I'd like to thank the members of this board once again for voting in our current Top Ten List, the Best Speculative Fiction Novels (there's still time to vote if you haven't yet: http://p068.ezboard.com/farwzdicussionforumsfrm1.showMessage?topicID=1032.topic ), and for coming up with creative suggestions for our next list. 

I've taken your suggestions to my fellow ARWZ editors, and we've narrowed the choices down to five. If your suggestion didn't make the final five this time, don't worry. We've archived many more of your suggestions (including the more specialized topics) for future top ten lists. The current final five were chosen based on their wide appeal and the interest expressed by our readers and associates. In the future, however, we will do more narrow topics, so keep those special interest suggestions in mind. 

Voting for our next Top Ten Project will open when voting closes for our current project. But before that can happen, we need your help deciding which topic to do next. In order to vote for our next list topic, you must place your vote in our Official Poll (http://p068.ezboard.com/farwzdicussionforumsfrm1.showMessage?topicID=1081.topic ). Only votes in that Official Poll can count toward the final result. As usual, all topics pertain to the main theme of ARWZ Magazine: Speculative Fiction. If you're not familiar with this term, please consult this definition at wikipedia.org (http://en.wikipedia.org/wiki/Speculative_fiction ).

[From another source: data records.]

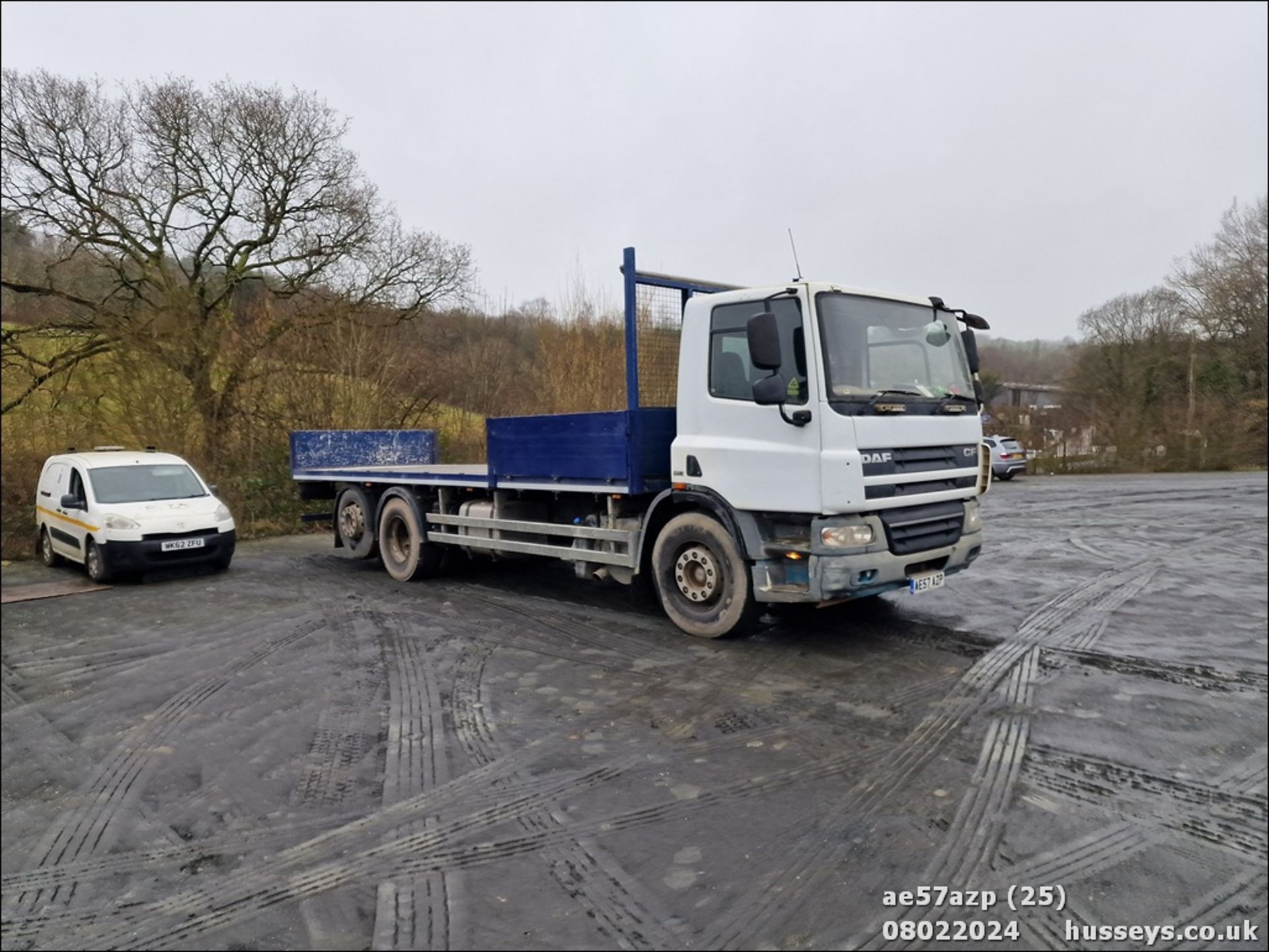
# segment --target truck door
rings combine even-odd
[[[763,299],[718,304],[709,311],[707,328],[684,328],[695,340],[684,347],[683,359],[700,360],[708,373],[702,379],[694,368],[680,366],[674,479],[707,486],[740,510],[819,512],[820,421],[810,399],[810,322],[799,297],[768,304],[780,330],[786,412],[812,409],[811,421],[793,426],[778,407],[754,403],[754,383],[770,371],[749,359],[746,327],[764,309]]]

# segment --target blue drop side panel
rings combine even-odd
[[[291,434],[292,474],[331,466],[414,466],[435,461],[435,430],[297,430]]]
[[[486,422],[490,475],[641,492],[647,478],[669,479],[674,420],[673,408],[494,417]]]
[[[632,474],[631,492],[660,491],[670,484],[670,444],[678,434],[678,415],[674,407],[645,407],[634,411],[638,426],[633,430],[638,439],[637,478]]]

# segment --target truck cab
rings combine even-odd
[[[733,511],[758,600],[934,587],[977,558],[982,430],[956,322],[812,281],[687,303],[673,478]]]

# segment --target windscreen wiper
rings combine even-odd
[[[887,387],[884,389],[877,390],[877,393],[874,393],[869,398],[868,406],[872,406],[873,403],[876,403],[877,401],[879,401],[882,397],[884,397],[887,393],[898,393],[898,394],[902,394],[904,397],[924,397],[925,396],[920,390],[896,390],[892,387]]]

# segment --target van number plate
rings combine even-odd
[[[170,539],[166,543],[160,543],[159,549],[161,551],[176,551],[178,549],[202,549],[203,543],[204,543],[203,539]],[[939,584],[943,583],[940,582]]]
[[[912,595],[916,595],[917,592],[928,592],[931,588],[942,588],[945,581],[947,576],[942,572],[925,572],[907,579],[907,591]]]

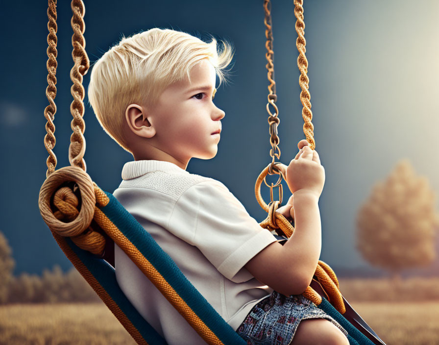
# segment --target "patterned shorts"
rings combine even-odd
[[[347,335],[340,323],[301,295],[287,297],[273,291],[253,307],[236,332],[247,345],[288,345],[301,320],[319,318]]]

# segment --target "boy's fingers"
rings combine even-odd
[[[297,148],[298,148],[299,149],[303,148],[304,146],[309,146],[309,143],[308,142],[308,141],[306,139],[302,139],[300,141],[297,143]]]
[[[319,157],[318,153],[317,153],[316,150],[313,150],[313,160],[317,162],[319,164],[321,164],[320,162],[320,157]]]
[[[299,152],[297,152],[297,154],[296,155],[296,156],[294,157],[294,159],[298,159],[299,157],[302,154],[302,151],[303,151],[303,150],[302,150],[302,149],[300,149],[300,150],[299,150]]]
[[[312,150],[309,146],[304,146],[302,149],[302,154],[299,156],[299,159],[302,158],[303,159],[308,159],[309,160],[313,160],[314,154],[313,150]]]
[[[274,166],[276,167],[276,168],[277,168],[278,169],[279,169],[279,170],[282,174],[282,176],[284,177],[284,178],[285,178],[285,176],[286,176],[287,166],[285,164],[283,164],[282,163],[280,163],[278,164],[276,164],[276,165],[275,165]]]

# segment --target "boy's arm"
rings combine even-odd
[[[300,295],[309,286],[321,248],[318,197],[300,190],[293,197],[293,235],[284,246],[267,246],[245,266],[261,283],[286,296]]]
[[[324,168],[306,140],[288,167],[277,165],[293,195],[290,209],[295,228],[282,246],[273,243],[250,259],[245,268],[264,284],[284,295],[302,294],[311,283],[321,248],[318,198],[324,184]]]

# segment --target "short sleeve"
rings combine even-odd
[[[222,274],[236,282],[253,277],[246,270],[237,273],[276,241],[223,184],[215,180],[196,183],[183,193],[170,218],[169,228],[196,246]]]

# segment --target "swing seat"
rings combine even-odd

The topic choices are: Best Short Stories; Best Genre Crossovers; Best Speculative Worlds; Best Characters; Best Opening Lines. 

We would also like to hear your opinions on the topic choices. Which ones do you like the best? Which ones are potentially problematic? Do you foresee difficulties in certain of these topics? Which ones do you think will achieve the most interesting results?


----------



## Violanthe (Dec 8, 2005)

"Best Characters" is pretty far in the lead


----------



## e.Blackstar (Dec 8, 2005)

I like characters and worlds as topics.

Short stories are hard because of the sheer number of them, whereas with novels there a a handful of BIG ones to choose from.


----------



## Violanthe (Dec 15, 2005)

I've found that, despite the number, a lot of people don't read short stories, and thus don't have a lot of basis upon which to judge.


----------



## e.Blackstar (Dec 15, 2005)

Though I didn;t say it very clearly, that's basically what I meant. It's easier to say "Have you read such and such novel?" and get a yes or at least an "No but I'm familiar with it" response than with short stories because of sheer volume.


----------